Lee told fellow lawmakers during a discussion on the Senate floor, the measure is personal for him.

“I made a promise to a couple of people that are very, very close to me that if I ever had a chance to do something to reduce the amount of litigation in our family law system, if I ever had a chance to create greater predictability based on the facts of the case and not the whims of the system, that I would do it,” Lee says.

But the measure has faced its share of opposition.  Joan Younger Meek is is a pediatrician and member of the Florida Breastfeeding Coalition. She spoke during a hearing on the bill before the Senate Rules Committee and says spending a week with one parent and then the next week with another is not always in the best interest of the child—and could fact be detrimental for young children.

“Particularly in early infancy a strong attachment is particularly important for the overall growth, development and health of children,” Younger Meek says.

And Younger Meek says there’s also the issue of breastfeeding.

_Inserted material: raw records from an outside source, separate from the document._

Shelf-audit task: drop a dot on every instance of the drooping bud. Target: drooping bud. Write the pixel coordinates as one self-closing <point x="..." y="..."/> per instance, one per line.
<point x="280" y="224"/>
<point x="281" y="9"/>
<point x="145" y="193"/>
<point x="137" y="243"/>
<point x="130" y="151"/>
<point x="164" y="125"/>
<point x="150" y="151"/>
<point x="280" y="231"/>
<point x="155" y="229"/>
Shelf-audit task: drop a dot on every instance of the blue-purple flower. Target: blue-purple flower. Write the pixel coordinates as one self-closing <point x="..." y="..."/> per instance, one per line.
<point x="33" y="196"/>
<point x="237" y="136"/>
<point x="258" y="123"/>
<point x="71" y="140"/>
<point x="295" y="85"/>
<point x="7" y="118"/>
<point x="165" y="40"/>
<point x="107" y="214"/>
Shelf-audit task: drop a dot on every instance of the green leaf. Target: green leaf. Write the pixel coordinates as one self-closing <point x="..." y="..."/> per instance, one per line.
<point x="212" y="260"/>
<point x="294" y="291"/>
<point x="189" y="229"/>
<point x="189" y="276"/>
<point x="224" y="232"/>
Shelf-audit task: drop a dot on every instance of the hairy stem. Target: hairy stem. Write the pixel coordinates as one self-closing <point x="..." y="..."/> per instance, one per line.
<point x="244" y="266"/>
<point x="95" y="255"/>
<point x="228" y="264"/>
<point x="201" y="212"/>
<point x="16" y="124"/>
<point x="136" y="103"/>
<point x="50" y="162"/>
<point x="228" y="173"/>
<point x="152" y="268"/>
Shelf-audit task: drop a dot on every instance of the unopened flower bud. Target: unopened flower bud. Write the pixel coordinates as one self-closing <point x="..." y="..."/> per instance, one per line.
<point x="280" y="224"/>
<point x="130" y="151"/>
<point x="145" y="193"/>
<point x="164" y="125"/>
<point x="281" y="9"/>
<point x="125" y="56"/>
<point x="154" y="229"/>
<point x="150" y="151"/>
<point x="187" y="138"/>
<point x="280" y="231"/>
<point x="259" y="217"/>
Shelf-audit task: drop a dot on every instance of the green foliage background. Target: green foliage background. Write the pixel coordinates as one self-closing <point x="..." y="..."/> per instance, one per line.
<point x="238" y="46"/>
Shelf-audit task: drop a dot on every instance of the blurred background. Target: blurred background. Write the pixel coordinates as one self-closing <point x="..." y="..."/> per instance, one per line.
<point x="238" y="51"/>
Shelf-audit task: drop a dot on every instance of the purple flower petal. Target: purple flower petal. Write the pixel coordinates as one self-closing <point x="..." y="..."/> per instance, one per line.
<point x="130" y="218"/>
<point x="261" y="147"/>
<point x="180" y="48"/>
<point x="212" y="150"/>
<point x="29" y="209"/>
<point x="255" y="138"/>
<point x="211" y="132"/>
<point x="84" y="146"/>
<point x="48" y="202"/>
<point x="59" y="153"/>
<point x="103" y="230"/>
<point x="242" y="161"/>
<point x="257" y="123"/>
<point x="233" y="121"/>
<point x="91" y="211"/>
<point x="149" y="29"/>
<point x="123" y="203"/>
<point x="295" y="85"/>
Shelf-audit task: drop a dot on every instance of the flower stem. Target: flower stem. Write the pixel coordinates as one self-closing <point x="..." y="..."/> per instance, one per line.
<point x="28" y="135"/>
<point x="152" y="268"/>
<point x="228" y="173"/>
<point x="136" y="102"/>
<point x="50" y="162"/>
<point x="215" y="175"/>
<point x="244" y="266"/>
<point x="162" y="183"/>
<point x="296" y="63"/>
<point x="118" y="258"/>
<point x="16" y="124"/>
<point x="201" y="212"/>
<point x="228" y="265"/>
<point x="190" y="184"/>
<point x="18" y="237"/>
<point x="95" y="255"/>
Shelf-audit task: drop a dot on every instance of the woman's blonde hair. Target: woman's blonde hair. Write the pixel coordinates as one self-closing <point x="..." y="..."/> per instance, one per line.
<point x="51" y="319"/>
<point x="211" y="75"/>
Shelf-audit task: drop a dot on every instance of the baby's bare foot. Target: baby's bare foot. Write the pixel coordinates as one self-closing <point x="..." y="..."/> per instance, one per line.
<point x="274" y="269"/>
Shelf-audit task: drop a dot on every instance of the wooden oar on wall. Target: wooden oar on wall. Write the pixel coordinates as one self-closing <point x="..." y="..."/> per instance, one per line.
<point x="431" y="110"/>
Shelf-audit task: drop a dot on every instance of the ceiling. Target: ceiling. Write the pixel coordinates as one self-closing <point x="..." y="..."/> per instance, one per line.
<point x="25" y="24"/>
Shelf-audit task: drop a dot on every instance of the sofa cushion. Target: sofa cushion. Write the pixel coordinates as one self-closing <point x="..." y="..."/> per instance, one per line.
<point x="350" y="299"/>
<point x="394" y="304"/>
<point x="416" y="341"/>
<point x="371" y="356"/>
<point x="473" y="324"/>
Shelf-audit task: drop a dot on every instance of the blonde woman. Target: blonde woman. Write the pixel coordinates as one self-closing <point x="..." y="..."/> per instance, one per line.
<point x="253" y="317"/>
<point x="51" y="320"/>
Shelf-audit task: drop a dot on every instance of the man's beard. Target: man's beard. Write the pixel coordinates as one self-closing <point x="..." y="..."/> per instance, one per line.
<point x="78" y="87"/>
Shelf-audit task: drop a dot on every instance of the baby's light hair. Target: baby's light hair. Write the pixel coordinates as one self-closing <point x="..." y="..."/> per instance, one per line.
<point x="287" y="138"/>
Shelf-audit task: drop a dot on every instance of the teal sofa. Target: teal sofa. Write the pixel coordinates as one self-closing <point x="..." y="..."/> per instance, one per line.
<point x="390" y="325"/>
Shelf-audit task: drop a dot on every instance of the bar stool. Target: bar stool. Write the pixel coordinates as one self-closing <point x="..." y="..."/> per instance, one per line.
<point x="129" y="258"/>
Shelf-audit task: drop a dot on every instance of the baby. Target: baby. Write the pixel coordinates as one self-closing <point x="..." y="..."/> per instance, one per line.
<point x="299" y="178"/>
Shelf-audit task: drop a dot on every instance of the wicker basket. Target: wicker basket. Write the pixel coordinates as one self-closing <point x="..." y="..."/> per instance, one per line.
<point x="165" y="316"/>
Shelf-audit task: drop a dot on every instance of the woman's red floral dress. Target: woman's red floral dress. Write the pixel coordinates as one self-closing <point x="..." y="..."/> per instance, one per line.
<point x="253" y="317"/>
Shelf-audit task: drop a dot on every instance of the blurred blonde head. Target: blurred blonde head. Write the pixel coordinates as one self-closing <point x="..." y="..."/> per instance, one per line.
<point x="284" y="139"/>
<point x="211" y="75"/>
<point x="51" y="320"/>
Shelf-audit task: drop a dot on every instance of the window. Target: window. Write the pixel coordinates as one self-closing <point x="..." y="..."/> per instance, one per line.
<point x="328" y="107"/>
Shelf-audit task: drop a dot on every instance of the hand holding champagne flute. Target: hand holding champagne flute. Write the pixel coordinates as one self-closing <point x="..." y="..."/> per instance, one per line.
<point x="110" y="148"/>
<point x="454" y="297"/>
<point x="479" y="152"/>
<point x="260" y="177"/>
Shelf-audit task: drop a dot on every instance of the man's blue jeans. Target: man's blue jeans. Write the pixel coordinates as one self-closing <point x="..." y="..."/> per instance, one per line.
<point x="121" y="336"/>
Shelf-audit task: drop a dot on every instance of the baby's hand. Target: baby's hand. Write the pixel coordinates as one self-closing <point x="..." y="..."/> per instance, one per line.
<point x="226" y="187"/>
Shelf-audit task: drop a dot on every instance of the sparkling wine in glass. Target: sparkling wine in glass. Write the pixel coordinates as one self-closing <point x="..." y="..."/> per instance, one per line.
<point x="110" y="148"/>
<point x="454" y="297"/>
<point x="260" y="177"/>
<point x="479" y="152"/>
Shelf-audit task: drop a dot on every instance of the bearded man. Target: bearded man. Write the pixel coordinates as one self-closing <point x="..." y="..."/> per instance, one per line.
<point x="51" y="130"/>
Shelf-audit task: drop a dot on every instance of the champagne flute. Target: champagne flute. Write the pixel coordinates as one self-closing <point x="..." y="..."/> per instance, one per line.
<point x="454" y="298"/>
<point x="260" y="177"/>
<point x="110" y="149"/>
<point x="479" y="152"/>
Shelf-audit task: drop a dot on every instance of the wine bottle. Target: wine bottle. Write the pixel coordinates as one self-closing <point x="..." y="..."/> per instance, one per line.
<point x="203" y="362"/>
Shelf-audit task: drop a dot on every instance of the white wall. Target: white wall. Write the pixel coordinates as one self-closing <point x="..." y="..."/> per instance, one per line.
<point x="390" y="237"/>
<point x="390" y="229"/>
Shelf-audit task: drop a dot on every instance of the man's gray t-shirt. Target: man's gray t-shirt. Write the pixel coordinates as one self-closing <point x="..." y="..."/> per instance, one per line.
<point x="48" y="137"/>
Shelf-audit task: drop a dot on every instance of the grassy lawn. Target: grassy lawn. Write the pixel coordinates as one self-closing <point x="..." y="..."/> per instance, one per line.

“It’s very difficult to use a pump, to use a pump for up to 7 days in a row. We have very few, actually 1 in 5 children who meet the requirement of exclusive breastfeeding. And this provision would essentially mean that none of those children who are affected by this would be successfully breastfed and there are significantly better health outcomes, developmental outcomes and healthcare savings associated with this,” Younger Meek says.

But Lee argues the bill gives judges plenty of leeway to decide when a 50/50 time split isn’t the best choice for a child. He says a judge would just be required to write an explanation for why they decided a different arrangement was better. And he points out there’s a provision that addresses Younger Meek’s breastfeeding concerns directly.

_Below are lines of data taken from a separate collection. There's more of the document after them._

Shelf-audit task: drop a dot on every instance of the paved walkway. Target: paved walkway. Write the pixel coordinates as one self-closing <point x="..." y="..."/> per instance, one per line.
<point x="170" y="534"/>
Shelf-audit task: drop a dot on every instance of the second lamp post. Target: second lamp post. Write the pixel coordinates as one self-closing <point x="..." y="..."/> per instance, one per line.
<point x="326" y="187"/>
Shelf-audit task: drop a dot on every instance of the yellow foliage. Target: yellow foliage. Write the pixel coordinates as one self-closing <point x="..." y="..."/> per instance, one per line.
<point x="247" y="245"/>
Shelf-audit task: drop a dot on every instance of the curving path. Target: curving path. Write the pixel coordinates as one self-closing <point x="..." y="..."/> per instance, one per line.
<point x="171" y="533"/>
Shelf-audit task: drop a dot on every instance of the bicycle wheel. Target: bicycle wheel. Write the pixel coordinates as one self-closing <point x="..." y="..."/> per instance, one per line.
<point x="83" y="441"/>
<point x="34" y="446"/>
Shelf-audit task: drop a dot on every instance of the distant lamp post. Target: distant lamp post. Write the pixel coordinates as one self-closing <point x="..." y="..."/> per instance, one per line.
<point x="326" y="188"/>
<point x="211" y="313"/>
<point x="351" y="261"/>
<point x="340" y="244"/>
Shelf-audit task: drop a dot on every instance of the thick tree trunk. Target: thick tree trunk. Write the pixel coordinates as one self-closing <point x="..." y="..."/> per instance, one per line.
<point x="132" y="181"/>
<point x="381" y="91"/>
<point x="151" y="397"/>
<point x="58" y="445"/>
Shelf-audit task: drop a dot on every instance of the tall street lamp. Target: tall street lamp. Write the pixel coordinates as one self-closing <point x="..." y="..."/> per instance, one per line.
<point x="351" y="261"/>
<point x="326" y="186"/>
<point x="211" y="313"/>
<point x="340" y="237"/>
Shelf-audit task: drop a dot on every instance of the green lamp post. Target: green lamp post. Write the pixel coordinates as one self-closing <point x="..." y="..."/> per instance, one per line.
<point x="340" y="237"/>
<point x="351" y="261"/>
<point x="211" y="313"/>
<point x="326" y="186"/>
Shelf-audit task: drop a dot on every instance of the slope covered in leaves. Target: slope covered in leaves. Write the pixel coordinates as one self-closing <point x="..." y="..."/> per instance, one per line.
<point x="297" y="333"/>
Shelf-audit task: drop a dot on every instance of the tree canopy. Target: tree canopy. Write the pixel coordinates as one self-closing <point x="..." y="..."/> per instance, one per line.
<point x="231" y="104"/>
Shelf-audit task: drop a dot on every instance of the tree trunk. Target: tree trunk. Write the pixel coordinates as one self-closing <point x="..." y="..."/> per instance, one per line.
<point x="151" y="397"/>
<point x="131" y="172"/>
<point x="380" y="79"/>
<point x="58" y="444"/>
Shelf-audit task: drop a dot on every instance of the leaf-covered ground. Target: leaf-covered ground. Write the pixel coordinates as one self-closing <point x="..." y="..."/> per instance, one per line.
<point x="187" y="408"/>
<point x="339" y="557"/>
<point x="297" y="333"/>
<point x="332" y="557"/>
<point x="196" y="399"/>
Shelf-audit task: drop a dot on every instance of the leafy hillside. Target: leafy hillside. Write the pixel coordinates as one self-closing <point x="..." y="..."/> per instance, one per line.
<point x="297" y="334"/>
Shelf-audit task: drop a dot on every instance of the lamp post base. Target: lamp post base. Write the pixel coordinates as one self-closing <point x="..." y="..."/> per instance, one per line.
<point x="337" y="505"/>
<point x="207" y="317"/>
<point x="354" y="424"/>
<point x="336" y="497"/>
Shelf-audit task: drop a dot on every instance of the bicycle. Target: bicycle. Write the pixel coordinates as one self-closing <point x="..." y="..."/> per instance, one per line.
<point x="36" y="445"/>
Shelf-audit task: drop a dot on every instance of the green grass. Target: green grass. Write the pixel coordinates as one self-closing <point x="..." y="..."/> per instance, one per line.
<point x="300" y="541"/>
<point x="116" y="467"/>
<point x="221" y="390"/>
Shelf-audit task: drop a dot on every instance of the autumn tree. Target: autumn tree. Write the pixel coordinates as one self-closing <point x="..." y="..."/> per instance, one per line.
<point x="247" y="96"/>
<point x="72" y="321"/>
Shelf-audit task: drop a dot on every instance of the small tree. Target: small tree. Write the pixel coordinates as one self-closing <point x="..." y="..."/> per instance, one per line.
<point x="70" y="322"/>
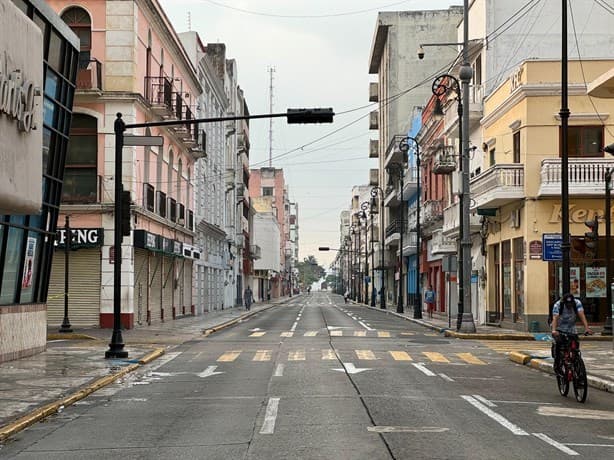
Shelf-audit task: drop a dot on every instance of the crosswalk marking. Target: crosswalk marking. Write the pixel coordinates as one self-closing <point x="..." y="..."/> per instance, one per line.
<point x="469" y="358"/>
<point x="229" y="356"/>
<point x="328" y="354"/>
<point x="298" y="355"/>
<point x="435" y="357"/>
<point x="262" y="355"/>
<point x="400" y="355"/>
<point x="365" y="354"/>
<point x="257" y="334"/>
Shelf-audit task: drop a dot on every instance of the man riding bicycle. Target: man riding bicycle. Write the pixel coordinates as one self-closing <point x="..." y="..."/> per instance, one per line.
<point x="564" y="314"/>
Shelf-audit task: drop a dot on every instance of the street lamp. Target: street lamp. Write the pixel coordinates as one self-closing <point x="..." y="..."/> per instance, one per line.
<point x="375" y="192"/>
<point x="404" y="146"/>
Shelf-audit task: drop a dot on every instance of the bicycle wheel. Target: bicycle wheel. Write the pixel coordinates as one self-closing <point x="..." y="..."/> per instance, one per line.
<point x="580" y="382"/>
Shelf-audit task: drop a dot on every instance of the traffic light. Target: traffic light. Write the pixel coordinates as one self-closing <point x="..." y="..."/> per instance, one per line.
<point x="591" y="238"/>
<point x="295" y="116"/>
<point x="126" y="213"/>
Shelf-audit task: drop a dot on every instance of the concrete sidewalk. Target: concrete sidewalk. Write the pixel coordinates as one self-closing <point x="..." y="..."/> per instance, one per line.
<point x="74" y="364"/>
<point x="597" y="350"/>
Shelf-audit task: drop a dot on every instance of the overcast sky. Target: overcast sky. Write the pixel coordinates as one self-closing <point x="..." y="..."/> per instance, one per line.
<point x="320" y="52"/>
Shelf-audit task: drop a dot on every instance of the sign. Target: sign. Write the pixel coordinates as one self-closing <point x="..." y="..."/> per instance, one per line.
<point x="552" y="251"/>
<point x="81" y="238"/>
<point x="130" y="140"/>
<point x="596" y="282"/>
<point x="535" y="250"/>
<point x="21" y="112"/>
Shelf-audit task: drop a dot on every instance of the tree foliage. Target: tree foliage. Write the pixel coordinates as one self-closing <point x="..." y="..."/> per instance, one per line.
<point x="310" y="271"/>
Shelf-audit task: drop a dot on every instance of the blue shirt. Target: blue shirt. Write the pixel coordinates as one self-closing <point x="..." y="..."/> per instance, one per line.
<point x="567" y="317"/>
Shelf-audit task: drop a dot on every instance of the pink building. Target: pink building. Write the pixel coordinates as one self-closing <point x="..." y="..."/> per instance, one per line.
<point x="131" y="62"/>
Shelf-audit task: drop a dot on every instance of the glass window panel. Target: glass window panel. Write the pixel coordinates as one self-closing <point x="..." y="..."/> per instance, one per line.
<point x="11" y="275"/>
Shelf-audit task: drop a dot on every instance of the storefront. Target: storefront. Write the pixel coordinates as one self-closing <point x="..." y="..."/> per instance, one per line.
<point x="27" y="227"/>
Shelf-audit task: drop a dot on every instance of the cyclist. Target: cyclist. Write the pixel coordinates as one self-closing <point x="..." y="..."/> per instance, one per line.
<point x="564" y="314"/>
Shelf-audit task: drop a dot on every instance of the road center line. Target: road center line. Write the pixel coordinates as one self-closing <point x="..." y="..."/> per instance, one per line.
<point x="268" y="427"/>
<point x="555" y="444"/>
<point x="495" y="416"/>
<point x="423" y="369"/>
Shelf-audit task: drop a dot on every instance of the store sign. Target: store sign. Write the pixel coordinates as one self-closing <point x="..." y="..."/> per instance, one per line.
<point x="21" y="113"/>
<point x="81" y="238"/>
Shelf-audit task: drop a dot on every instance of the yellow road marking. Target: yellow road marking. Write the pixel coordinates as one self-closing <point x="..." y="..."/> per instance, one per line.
<point x="298" y="355"/>
<point x="469" y="358"/>
<point x="328" y="354"/>
<point x="365" y="354"/>
<point x="400" y="355"/>
<point x="435" y="357"/>
<point x="229" y="356"/>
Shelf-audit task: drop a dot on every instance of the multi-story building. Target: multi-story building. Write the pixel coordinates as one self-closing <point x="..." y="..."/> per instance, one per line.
<point x="132" y="62"/>
<point x="398" y="90"/>
<point x="35" y="42"/>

“Read page three of the legislation—item number eleven that talks about the demonstrated capacity or disposition of each parent to provide a consistent routine for the child such as discipline, daily schedules, for homework, meals, of which I assume breastfeeding would qualify” Lee says.

But Younger Meek says she’s worried that’s not how the legislation will be interpreted. She believes a judge would also count baby formula as a meal.

And during a floor debate on the measure Tuesday lawmakers raised many of those same concerns. Sen. Jeff Clemens (D-Lake Worth) says he worries telling judges to start with an assumption that a 50/50 split is best for a child might create its own bias.

“I haven’t seen anything that to me conclusively says that that is the best place to start. I haven’t seen anything that says we’re going to assume we’re starting with the best interest of the child at a 50/50 split, because I think these are all individual cases that can’t be given that declaration. The truth of the matter is, every one of these cases is individual.”

Despite those concerns, the measure passed. But it’s a different story in the House where the bill hasn’t not yet been heard in its first committee.